In contrast to the CountVectorizer approach, we employed the TfidfVectorizer in this model.

The TfidfVectorizer operates in a similar manner to the CountVectorizer, with the distinction of using a different method to calculate word frequencies. These frequencies are computed as the product of the term frequency and the inverse document frequency. The term frequency is defined as the number of occurrences of a word in a document, while the inverse document frequency is the ratio of the total number of documents to the number of documents containing the word. In this context, a document is equivalent to a sample utterance.

In [50]:
# import python libraries
import pandas as pd # data processing, CSV file I/O (e.g. pd.read_csv)
import numpy as np # linear algebra
from pprint import pprint # pretty print
from sklearn.feature_extraction.text import TfidfVectorizer # Term Frequency - Inverse Document Frequency
import nltk # I used this to clean my dirty csv
import string # for pre-processing
from nltk.corpus import stopwords # for refining utterances




In [51]:
nltk.download('stopwords')

[nltk_data] Downloading package stopwords to /root/nltk_data...
[nltk_data]   Unzipping corpora/stopwords.zip.


True

In [47]:
# Define some constants
MIN_DF = 0.05 # minimum document frequency # I also changed this trying to improve
MAX_DF = 0.5 # maximum document frequency # I changed this trying to improve the model original is 0.8
MAX_FEATURES = 50000 # maximum number of features
LOWERCASE = False # convert all characters to lowercase before tokenizing

## Choose and Download a Dataset

I used a pre-labled csv file of utterances extracted from the What's Up Goldsboro Facebook page.

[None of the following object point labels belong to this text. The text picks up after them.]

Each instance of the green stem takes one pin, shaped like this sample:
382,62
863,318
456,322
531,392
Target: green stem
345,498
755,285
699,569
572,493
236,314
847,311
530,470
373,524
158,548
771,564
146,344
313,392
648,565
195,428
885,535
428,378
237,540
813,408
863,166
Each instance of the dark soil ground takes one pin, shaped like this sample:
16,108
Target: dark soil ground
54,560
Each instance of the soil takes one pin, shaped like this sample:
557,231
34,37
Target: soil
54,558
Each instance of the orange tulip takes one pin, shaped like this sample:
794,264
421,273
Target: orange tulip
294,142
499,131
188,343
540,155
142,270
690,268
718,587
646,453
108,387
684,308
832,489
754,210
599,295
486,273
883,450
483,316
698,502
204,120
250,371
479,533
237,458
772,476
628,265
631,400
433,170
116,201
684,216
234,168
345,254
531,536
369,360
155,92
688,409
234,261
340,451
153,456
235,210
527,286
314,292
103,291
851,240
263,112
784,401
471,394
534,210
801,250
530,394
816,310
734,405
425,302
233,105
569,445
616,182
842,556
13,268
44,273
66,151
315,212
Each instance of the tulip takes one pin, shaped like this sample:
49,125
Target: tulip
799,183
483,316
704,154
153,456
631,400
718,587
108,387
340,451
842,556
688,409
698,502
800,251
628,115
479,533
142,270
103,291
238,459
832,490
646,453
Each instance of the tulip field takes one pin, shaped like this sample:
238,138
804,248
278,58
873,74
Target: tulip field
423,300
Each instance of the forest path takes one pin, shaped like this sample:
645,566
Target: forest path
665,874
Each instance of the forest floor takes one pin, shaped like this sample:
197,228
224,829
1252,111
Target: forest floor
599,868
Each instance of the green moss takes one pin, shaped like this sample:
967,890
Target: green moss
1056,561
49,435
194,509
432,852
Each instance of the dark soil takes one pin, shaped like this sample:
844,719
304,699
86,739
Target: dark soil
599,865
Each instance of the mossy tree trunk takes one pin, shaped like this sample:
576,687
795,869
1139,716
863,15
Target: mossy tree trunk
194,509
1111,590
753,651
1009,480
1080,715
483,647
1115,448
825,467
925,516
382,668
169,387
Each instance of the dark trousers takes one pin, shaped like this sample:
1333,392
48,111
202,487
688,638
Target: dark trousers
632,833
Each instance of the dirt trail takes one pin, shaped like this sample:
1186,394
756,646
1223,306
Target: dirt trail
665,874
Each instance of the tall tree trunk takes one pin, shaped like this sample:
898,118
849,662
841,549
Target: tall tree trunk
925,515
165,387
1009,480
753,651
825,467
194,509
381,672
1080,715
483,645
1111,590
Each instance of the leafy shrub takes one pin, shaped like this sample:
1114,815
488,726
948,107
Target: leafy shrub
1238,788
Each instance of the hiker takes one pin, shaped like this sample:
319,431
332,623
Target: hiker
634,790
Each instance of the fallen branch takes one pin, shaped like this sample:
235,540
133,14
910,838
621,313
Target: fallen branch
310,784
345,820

The comments can be found here: https://www.facebook.com/groups/whatsupgoldsboro/permalink/968963637824334

The raw file

In [3]:
# reading in my data from the github repository to a data frame 

url = "https://raw.githubusercontent.com/JVCarmich0959/CSC228/main/WUG_Mall_improvement.csv"

df = pd.read_csv(url, usecols=[0,1,2], encoding='latin-1')

df = pd.concat([df, pd.read_csv(url, usecols=[0,1,2], encoding='latin-1')])
print(df.iloc[1])


Source                                               Facebook
Label                                                       1
Sentence    The mall is a joke. When I worked there 30+ ye...
Name: 1, dtype: object


## Explore the Data

Next, we want to explore the data, so we gain an intuitive understanding.  In our case, we have downloaded a dataset that is quite "clean", so we won't do a lot of **data cleansing**.  Our dataset is also already labeled as positive or negative sentiment, so we will be able to use **supervised machine learning**. 

In [4]:
# Look at the first 5 rows of data 
# and the label is 1 or 0
# 1 meaning positive and 0 meaning negative
df[:5]

Unnamed: 0,Source,Label,Sentence
0,Facebook,0,Anything but another damn shoe store.
1,Facebook,1,The mall is a joke. When I worked there 30+ ye...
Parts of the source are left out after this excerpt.